Anne verzog angewidert die Nase, als sie an der nassen Ruine des kleinen Stallgebäudes vorbeikam, die Krysztof notdürftig zugänglich gemacht hatte. Irgend etwas mußte ihre Mutter damals in Annes Gesicht gesehen haben, irgend etwas, das sie plötzlich fast weich, ja geradezu zärtlich zu ihrer Tochter hatte werden lassen.

»Du brauchst einen Mann, der dich liebt, Anne. Nicht einen, den du liebst. Das ist auch wichtig. Aber das kommt von ganz allein.« Erika hatte den letzten geschälten Spargel ins Sieb gelegt und sammelte die Schalen zusammen.

»Er liebt mich, Mutter. Ich weiß es.« Anne rang um ihre Selbstbeherrschung. »Und was verstehst du schon davon!«

»Nichts, glaubst du.« Erika hatte die getönte Brille abgelegt und sie müde angeschaut. »Ich habe deinen Vater nicht aus ›Liebe‹ geheiratet« – selbst das Wort ging ihrer Mutter kaum über die Lippen, war Anne aufgefallen –, »sondern aus Gründen, von denen ich annehmen konnte, daß sie auch nach Jahrzehnten noch Bestand haben würden.«

»Und die wären?«

»Ehrlichkeit. Verläßlichkeit. Respekt.« Was für ein konservatives Langweilerprogramm, hatte Anne damals in ihrem Größenwahn geglaubt.
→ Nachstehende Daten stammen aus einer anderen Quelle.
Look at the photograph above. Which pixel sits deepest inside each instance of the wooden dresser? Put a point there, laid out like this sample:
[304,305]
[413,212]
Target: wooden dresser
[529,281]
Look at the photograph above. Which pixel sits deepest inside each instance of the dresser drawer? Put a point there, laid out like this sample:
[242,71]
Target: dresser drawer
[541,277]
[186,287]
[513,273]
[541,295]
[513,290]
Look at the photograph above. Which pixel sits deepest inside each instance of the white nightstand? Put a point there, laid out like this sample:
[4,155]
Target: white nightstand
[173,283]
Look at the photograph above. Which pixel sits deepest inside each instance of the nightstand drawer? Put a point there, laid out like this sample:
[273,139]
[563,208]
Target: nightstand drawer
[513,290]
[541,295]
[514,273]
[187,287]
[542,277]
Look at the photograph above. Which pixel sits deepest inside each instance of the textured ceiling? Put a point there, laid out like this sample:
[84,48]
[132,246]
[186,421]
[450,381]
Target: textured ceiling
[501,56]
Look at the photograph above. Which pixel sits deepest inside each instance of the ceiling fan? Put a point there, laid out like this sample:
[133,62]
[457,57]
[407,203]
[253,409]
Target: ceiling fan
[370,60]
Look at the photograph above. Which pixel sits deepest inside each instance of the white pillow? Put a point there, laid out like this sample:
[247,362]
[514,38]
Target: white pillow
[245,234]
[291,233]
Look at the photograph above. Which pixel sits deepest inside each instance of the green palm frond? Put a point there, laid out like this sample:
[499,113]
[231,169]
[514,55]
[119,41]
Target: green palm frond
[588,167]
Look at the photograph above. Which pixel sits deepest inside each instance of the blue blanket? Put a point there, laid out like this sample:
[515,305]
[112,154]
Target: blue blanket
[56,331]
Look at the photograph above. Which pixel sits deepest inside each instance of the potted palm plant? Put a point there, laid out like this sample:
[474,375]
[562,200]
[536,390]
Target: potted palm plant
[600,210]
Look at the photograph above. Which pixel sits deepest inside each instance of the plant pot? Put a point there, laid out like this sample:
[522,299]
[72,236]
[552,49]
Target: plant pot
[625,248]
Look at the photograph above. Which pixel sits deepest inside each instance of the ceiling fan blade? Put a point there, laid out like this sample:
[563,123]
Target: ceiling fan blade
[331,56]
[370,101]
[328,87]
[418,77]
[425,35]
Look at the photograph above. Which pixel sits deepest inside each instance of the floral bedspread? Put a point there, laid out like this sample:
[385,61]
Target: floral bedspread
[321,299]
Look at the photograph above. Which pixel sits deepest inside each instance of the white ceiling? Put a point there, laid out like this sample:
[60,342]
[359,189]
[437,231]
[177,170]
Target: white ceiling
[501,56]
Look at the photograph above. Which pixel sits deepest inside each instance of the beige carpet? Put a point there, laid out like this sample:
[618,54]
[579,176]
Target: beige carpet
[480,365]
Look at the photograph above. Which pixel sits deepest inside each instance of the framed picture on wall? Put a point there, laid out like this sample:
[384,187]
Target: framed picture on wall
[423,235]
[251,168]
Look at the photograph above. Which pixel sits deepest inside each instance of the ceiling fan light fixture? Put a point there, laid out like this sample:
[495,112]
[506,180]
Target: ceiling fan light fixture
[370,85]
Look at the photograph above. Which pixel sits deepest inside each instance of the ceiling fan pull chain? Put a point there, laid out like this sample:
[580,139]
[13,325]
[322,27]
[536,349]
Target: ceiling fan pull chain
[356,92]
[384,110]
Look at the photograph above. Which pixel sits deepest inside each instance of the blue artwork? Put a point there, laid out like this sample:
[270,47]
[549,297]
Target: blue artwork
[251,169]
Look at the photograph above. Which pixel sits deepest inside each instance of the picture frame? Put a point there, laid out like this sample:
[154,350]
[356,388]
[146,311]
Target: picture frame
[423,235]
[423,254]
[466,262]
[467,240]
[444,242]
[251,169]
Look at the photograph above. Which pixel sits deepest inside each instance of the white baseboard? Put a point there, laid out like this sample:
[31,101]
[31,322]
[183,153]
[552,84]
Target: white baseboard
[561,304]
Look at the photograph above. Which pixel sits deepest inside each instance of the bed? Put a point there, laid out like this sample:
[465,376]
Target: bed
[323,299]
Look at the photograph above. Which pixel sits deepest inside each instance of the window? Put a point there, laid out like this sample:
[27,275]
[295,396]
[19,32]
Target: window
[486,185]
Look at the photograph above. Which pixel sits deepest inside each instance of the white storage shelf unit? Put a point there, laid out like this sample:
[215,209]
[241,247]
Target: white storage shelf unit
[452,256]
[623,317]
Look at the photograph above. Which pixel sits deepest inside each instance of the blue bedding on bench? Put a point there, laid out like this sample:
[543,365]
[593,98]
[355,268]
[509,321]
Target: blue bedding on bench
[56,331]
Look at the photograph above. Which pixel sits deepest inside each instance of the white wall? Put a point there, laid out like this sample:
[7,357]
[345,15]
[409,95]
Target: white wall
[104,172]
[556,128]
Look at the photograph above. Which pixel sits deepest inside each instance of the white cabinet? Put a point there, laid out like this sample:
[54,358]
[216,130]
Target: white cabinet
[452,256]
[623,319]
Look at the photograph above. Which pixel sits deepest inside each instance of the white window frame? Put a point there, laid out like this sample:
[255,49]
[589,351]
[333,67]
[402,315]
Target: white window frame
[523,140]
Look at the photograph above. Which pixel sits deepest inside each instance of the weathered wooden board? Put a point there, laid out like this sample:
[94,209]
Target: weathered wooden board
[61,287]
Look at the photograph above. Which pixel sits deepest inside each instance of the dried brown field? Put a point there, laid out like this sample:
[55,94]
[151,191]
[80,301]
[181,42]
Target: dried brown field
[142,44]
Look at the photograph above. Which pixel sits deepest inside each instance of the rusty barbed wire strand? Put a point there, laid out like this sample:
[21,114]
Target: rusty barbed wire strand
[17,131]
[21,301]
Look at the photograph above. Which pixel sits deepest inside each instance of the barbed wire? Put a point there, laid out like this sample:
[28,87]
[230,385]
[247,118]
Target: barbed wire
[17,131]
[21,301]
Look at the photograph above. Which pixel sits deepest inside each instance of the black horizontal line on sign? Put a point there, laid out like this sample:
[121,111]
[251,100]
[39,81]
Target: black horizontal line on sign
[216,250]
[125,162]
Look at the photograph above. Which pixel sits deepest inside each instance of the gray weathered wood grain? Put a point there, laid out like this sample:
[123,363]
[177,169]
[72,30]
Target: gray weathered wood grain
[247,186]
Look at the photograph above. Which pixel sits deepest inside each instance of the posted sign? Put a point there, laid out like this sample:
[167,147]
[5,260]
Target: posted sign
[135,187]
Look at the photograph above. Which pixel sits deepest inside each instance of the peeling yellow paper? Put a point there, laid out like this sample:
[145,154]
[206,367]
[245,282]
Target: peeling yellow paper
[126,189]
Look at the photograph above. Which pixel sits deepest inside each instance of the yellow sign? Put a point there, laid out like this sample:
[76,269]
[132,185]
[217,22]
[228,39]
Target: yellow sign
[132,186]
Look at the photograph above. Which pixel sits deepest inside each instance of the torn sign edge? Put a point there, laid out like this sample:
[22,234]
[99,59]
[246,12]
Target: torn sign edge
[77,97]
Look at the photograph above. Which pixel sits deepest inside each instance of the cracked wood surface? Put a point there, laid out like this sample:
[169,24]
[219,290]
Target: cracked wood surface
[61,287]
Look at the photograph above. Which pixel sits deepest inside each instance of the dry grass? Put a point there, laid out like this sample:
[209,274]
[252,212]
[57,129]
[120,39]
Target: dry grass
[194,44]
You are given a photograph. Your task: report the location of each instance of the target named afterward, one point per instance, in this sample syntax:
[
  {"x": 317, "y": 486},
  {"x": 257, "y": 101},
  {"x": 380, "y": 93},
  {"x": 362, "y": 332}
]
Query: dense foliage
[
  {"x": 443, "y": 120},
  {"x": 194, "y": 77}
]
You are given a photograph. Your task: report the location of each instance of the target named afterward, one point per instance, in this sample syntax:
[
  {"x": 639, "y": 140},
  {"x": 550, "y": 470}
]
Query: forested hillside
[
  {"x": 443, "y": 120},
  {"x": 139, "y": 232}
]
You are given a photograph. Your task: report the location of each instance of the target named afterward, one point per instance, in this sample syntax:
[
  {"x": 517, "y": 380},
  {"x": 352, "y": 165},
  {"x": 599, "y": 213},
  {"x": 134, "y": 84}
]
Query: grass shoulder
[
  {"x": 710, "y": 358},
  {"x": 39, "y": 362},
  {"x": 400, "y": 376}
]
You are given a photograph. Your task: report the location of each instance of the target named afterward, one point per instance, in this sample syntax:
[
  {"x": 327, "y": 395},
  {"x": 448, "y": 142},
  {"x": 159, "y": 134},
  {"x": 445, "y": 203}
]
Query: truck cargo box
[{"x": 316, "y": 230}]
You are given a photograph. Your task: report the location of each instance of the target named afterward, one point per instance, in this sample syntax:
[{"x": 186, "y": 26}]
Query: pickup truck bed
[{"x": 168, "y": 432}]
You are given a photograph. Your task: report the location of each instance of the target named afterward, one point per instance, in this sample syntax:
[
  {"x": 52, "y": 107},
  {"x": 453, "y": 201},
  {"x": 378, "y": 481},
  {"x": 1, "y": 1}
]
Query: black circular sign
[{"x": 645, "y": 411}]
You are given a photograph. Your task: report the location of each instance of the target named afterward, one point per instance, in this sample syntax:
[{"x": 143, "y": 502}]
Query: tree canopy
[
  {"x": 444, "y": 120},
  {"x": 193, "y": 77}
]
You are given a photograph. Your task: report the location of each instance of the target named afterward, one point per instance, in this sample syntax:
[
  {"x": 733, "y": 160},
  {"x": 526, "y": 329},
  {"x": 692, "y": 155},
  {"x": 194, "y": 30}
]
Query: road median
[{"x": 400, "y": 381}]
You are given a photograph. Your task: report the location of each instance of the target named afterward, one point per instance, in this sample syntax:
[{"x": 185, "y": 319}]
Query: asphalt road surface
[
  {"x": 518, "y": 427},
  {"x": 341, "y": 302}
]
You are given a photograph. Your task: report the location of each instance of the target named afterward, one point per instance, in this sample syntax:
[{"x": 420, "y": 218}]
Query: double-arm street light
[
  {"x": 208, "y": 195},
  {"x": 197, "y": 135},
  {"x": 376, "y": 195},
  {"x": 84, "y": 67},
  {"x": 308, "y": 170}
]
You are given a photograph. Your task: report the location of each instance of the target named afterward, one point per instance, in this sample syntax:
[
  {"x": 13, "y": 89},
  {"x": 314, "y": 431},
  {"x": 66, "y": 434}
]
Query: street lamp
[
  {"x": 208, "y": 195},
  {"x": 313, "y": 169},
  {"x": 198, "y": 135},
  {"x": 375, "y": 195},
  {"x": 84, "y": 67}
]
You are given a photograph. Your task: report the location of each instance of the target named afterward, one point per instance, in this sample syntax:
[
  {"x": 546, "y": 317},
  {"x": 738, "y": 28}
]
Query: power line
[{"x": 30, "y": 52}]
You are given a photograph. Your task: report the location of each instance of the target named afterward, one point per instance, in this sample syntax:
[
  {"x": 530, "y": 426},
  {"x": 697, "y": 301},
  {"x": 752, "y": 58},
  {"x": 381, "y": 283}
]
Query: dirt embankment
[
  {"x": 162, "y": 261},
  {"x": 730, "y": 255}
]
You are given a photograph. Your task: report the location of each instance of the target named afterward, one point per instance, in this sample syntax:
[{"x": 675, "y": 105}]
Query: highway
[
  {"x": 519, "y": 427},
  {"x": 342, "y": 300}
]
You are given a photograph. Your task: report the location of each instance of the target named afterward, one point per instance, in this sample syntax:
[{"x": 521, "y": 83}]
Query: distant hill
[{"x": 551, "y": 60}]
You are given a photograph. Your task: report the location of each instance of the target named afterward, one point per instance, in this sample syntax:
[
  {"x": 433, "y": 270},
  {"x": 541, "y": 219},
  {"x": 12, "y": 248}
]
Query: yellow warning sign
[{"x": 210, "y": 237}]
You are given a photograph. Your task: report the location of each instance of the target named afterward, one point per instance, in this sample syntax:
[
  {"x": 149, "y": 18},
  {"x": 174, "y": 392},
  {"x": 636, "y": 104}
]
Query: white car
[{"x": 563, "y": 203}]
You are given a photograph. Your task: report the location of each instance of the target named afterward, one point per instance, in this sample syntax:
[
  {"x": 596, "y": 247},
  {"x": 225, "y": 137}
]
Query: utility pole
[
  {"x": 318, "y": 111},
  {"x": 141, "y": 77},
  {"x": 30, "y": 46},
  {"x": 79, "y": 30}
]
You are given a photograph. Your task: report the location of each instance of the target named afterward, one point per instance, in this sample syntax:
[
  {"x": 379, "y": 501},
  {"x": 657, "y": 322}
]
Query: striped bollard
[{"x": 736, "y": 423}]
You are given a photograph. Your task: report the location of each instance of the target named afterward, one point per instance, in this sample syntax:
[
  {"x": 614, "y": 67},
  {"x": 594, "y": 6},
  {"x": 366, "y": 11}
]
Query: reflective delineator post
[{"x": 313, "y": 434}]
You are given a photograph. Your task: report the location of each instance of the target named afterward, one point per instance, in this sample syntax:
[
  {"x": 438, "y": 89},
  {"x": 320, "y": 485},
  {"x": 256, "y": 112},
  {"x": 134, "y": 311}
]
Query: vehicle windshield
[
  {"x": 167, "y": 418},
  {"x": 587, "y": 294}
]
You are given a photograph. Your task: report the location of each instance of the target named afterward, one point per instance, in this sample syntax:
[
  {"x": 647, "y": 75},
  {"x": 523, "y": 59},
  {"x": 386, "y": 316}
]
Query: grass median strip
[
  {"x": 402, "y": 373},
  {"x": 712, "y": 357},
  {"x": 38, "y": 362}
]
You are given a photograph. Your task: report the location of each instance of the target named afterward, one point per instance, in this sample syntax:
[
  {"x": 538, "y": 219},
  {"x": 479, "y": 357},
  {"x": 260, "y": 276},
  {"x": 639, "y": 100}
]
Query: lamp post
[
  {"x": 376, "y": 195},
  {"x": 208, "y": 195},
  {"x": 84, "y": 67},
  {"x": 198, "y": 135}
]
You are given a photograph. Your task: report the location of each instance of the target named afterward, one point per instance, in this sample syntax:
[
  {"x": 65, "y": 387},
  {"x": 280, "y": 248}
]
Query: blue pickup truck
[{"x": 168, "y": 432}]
»Und das hatte Bestand?« fragte sie kritisch.

»Bis zuletzt.«

»Ganz ohne Liebe?«

»Das«, hatte Erika bestimmt gesagt, »habe ich nicht behauptet.« Sie war vom Tisch aufgestanden, das Sieb mit dem Spargel in der Hand, und hatte ihrer Tochter den Rücken zugewandt. »Und jetzt wollen wir nicht mehr darüber reden.«

Die Sünden der Väter – und der Mütter. Es gab wohl nichts und niemanden, der diesem unseligen Zusammenhang entrinnen konnte. Entweder wiederholte man die Fehler der Alten. Oder man rebellierte dagegen. Aber die Rebellion befreite nicht. Auch sie fand sich im Handbuch der Psychologie unter dem Stichwort »Wiederholung«. Du bist in die Falle gerannt, dachte Anne. In die Falle der Liebe. Sonst wäre ihr vielleicht aufgefallen – nicht, daß Leo sie nicht geliebt hatte. Sondern daß es den, den sie liebte, gar nicht gab.

Anne fühlte, wie die Müdigkeit ihren Kopf ganz leicht werden ließ. Sie ging mit dem Hund zum Haus zurück. Lautes Wummern empfing sie, das sich aus Renas Zimmer über den Hof ausbreitete. »Mach es mir nicht nach, Rena«, murmelte sie inbrünstig. »Und versuch auch bitte nicht, es ganz anders zu machen.« Denn den Umweg, das wußte sie, konnte man sich sparen.

Rena hatte sich in ihr Zimmer eingeschlossen und öffnete auch auf energisches Klopfen nicht. Wenigstens drehte sie die Musik leiser. Boris, der dicke graue Kater, räkelte sich schon auf Annes Lieblingsplatz und gähnte ausgiebig, als sie ins Wohnzimmer kam, um den Kamin zu säubern und Feuer zu machen. Sie goß sich einen großen Schluck Whisky ein und horchte am Fenster auf die Geräusche der beginnenden Nacht.

»Auf dein Wohl, Erika Burau«, sagte sie leise.